Salah satu contohnya adalah rencana untuk membangun pelabuhan laut dalam modern di Myanmar, yang sebagian besarnya berada di bawah kendali PKT. Pelabuhan yang direncanakan di Kyaukphyu, bertujuan untuk menyediakan akses ke Samudra Hindia, dipersiapkan menjadi proyek utama dalam strategi investasi besar-besaran “Belt and Road Initiative” yang dicanangkan Presiden Xi Jinping.

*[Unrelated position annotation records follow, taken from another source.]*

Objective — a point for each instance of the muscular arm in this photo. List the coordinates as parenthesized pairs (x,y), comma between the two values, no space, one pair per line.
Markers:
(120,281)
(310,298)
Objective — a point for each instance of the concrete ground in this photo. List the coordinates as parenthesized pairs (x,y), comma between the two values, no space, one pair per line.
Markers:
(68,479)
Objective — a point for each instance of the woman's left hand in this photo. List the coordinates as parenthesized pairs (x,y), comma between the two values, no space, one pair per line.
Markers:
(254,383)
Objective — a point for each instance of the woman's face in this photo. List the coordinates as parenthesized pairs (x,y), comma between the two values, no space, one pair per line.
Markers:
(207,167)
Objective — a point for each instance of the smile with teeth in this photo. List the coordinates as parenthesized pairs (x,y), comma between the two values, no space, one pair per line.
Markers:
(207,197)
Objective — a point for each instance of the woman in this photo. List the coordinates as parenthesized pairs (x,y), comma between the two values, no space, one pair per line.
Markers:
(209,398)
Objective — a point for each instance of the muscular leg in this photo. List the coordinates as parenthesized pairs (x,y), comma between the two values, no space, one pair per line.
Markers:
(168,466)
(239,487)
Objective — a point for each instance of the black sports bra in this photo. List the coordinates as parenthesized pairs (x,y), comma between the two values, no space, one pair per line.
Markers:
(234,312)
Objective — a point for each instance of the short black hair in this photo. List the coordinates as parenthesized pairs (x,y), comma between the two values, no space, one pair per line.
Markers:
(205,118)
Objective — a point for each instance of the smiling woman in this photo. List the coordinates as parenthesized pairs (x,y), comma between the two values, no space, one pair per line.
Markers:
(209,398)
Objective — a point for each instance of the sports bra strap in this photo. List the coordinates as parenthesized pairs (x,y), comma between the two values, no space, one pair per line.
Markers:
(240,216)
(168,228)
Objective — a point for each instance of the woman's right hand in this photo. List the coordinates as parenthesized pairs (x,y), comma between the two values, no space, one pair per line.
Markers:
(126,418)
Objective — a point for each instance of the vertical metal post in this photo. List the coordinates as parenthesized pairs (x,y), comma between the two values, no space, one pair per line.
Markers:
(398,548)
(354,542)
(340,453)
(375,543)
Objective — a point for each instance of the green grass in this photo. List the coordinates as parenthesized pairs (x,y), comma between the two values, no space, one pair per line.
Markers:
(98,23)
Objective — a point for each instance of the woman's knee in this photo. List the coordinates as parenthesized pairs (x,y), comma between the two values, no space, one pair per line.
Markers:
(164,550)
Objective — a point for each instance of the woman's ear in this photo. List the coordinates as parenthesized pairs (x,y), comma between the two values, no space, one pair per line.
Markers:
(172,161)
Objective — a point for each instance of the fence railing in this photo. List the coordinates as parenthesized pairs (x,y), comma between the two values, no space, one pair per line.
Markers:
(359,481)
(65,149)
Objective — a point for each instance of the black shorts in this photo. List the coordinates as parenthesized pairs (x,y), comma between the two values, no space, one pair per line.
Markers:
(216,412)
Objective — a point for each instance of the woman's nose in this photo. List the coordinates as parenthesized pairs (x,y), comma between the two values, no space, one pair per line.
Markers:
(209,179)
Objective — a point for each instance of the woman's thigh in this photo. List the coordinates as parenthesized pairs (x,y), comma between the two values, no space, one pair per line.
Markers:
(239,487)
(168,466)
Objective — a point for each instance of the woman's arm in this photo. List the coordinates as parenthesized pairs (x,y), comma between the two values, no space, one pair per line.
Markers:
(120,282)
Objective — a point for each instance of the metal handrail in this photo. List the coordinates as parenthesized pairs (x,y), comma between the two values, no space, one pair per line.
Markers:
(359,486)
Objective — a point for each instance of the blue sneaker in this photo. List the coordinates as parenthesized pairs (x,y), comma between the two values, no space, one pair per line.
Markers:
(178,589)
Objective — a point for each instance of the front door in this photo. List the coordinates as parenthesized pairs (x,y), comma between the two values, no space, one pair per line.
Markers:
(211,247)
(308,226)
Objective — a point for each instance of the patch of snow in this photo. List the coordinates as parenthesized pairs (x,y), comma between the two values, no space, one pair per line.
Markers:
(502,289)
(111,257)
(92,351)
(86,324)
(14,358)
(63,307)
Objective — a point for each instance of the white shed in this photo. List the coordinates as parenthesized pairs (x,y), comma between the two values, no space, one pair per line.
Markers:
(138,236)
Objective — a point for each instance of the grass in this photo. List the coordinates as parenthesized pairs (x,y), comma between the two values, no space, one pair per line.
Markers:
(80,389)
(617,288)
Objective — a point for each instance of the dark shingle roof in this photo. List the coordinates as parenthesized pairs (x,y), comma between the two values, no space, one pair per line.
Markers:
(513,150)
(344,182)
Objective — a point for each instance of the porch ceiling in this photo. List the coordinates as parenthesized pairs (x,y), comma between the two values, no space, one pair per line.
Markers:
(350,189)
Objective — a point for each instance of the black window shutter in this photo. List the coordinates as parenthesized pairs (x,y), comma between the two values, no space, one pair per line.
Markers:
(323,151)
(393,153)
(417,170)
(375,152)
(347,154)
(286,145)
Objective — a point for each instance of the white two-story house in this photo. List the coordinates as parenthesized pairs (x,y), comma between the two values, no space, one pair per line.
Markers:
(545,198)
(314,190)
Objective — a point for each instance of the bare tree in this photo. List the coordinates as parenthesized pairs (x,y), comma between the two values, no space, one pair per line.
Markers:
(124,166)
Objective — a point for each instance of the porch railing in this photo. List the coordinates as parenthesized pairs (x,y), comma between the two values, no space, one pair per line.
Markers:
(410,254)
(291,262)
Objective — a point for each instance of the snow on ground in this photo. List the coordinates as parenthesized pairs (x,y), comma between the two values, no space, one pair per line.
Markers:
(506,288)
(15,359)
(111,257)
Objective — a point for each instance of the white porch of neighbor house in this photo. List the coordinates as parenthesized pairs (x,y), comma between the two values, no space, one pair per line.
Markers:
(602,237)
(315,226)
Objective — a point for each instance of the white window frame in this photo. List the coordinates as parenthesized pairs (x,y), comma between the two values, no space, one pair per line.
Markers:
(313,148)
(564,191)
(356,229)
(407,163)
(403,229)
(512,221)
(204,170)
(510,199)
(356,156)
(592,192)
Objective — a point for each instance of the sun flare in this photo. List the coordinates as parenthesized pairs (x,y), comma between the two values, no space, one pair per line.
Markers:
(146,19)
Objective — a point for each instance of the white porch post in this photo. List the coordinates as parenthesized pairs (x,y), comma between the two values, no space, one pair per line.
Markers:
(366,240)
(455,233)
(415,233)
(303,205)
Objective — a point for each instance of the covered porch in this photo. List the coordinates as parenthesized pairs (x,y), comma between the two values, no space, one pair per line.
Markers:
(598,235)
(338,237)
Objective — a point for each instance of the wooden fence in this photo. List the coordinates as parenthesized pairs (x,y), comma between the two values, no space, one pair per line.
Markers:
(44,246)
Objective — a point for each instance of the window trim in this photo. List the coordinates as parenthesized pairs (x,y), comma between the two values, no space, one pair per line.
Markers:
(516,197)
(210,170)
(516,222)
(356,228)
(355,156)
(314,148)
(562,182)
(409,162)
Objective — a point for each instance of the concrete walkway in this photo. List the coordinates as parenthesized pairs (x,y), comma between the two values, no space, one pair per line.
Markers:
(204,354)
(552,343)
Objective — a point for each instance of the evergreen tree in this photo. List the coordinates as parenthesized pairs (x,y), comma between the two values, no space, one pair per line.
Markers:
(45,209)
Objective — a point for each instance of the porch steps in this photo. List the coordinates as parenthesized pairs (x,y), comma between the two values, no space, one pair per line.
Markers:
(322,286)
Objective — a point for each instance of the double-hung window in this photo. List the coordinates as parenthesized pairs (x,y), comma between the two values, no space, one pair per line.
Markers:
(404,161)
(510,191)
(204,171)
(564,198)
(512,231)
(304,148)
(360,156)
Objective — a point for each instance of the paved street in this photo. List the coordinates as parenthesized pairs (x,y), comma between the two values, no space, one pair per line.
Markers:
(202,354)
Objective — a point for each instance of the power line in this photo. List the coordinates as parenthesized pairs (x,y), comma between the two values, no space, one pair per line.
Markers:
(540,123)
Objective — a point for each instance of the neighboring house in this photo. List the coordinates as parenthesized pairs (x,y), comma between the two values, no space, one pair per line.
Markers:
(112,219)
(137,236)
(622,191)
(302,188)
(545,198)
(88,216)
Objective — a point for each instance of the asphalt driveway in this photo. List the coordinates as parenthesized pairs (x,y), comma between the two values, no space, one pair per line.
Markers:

Sebuah pelabuhan di Muara di Brunei juga sebagian besar dikuasai oleh Tiongkok, kata penelitian tersebut. Selain itu, mereka memegang saham di pelabuhan di Singapura, Malaysia, dan Thailand. Sedangkan di Vietnam, Kamboja, Indonesia dan Filipina, Tiongkok juga berinvestasi di pelabuhan.
Studi PwC Jerman tidak hanya berfokus pada perkembangan di Asia Tenggara. Di sektor transportasi dan logistik global, laporan itu mencatat ada 199 merger dan akuisisi yang diumumkan tahun 2024 lalu, masing-masing bernilai minimal USD50 juta. Angka ini menunjukkan peningkatan dari tahun sebelumnya.
Kepentingan Militer Asing
Investasi perusahaan negara dan swasta dari Tiongkok di pelabuhan Indonesia mungkin telah memberikan dampak terhadap ekonomi Indonesia. Investasinya dianggap telah membantu meningkatkan kapasitas pelabuhan dan pelayaran Indonesia, sehingga dapat meningkatkan volume perdagangan dan meningkatkan pertumbuhan ekonomi.
Selain itu, investasinya juga telah dianggap membantu meningkatkan kualitas infrastruktur pelabuhan Indonesia, sehingga dapat meningkatkan efisiensi dan produktivitas pelabuhan. Hal ini telah membantu meningkatkan kemampuan Indonesia untuk bersaing di pasar global.
Disisi lain, investasi Hutchison Port dan Cosco di pelabuhan Indonesia telah menimbulkan perdebatan tentang dampaknya terhadap kedaulatan Republik Indonesia. Beberapa pihak khawatir bahwa investasi asing di sektor pelabuhan dapat mengancam kedaulatan Indonesia, karena dapat memberikan kontrol kepada pihak asing atas infrastruktur strategis.
Mungkin kita bisa berkaca dari investasi Tiongkok pada pelabuhan di sejumlah negara lain. Belum lama ini situs website Nspirement.com menurunkan ulasan tentang Investasi miliaran dari Tiongkok pada pelabuhan di seluruh dunia yang mengkuatirkan Barat.
Dalam analisisnya disebutkan kemunculan Tiongkok sebagai kekuatan maritim dan pengiriman barang merupakan inti dari ambisi pemimpin PKT Xi Jinping untuk mendominasi ekonomi global.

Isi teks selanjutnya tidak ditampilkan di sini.